12. In this respect, the Claimant asserted the following:
“Dear Sir or Madam,
(…)
Covid is for everyone a problem but the termination has nothing to do with Covid.
We are agree to give the club the time to find some capital to pay the player but not pay is not an possibility for us.
We thank you for your kind attention to the above.”
II. Decision of the DRC Judge
1. First of all, the DRC Judge (hereinafter also referred to as Chamber or DRC) analysed whether it was competent to deal with the case at hand. In this respect, it took note that the present matter was submitted to FIFA on 4 August 2020. Taking into account the wording of art. 21 of the June 2020 edition of the Rules Governing the Procedures of the Players’ Status Committee and the Dispute Resolution Chamber (hereinafter: the Procedural Rules), the aforementioned edition of the Procedural Rules is applicable to the matter at hand.
2. Subsequently, the DRC Judge referred to art. 3 par. 1 of the Procedural Rules and emphasised that, in accordance with art. 24 par. 1 in combination with art. 22 lit. b) of the Regulations on the Status and Transfer of Players, the DRC Judge is competent to deal with matters which concern employment-related disputes with an international dimension between players and clubs with up to a litigious value of CHF 200,000;
3. In continuation, the DRC Judge analysed which edition of the Regulations of the Status and Transfer of Players should be applicable to the present matter. In this respect, the DRC Judge confirmed that in accordance with art. 26 par. 1 and 2 of the Regulations on the Status and Transfer of Players, and considering that the claim was lodged on 4 August 2020, the June 2020 edition of the aforementioned regulations (hereinafter: the Regulations) is applicable to the matter at hand.

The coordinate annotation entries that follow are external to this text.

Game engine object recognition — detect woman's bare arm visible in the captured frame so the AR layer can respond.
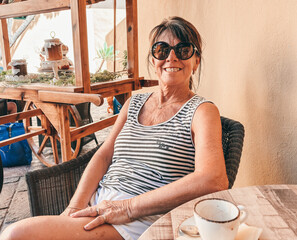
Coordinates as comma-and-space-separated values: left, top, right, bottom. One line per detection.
65, 99, 130, 209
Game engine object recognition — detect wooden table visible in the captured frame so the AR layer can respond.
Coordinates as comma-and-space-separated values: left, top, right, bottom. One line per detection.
139, 185, 297, 240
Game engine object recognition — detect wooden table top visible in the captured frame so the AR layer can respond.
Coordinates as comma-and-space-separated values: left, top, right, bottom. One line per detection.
139, 185, 297, 240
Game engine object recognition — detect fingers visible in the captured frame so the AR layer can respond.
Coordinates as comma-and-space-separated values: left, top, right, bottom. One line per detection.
84, 215, 106, 231
70, 207, 99, 217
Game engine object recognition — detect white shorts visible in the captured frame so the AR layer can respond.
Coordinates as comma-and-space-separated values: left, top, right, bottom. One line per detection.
90, 187, 161, 240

4. With the above having been established, the DRC Judge entered into the substance of the matter. In doing so, it started to acknowledge the facts of the case as well as the documents contained in the file. However, the DRC Judge emphasized that in the following considerations it will refer only to facts, arguments and documentary evidence which it considered pertinent for the assessment of the matter at hand.
5. In this respect, the DRC Judge noted that, the Claimant lodged a claim for outstanding remuneration, by means of which he requested the payment of the total amount of EUR 50,000, corresponding to “the salary for September, October and November 2019. The club paid only 10.000 euros so the player is still entitled of the amount of 50.000 euros.”

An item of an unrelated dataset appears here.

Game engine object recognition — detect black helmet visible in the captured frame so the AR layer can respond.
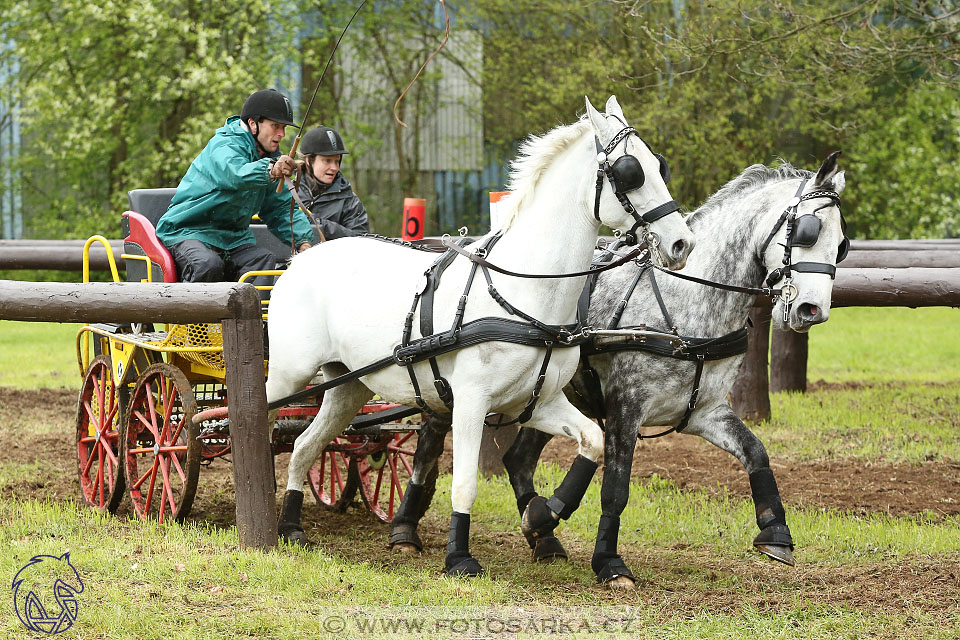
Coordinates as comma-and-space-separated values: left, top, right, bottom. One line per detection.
240, 89, 297, 127
300, 125, 347, 156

6. Conversely, the DRC judge observed that, according to the Respondent, on 27 December 2019, the parties concluded a “protocol”, by means of which the Respondent committed to pay the amount of EUR 80,000, as follows:
-EUR 30.000,-before 31.12.2019,
-EUR 20.000,-on 28.02.2020,
-EUR 15.000,-on 31.03.2020,
-EUR 15.000,-on 30.04.2020
7. In this respect, the DRC judge also noted that, according to the Respondent, it paid the amount of EUR 50,000 after the “Protocol” was signed, as follows:
► EUR 30.000.-on 31.12.2019,
► EUR 20.000.-on 27.02.2020,
8. In relation to said alleged payments, the DRC judge observed that the Respondent provided evidence in support of said allegation of payment.
9. Thereafter, the DRC judge noted that the Claimant was invited to provide its comments in this respect, and that it stated the following:
“Dear Sir or Madam,
(…)
Covid is for everyone a problem but the termination has nothing to do with Covid.
We are agree to give the club the time to find some capital to pay the player but not pay is not an possibility for us.
We thank you for your kind attention to the above.”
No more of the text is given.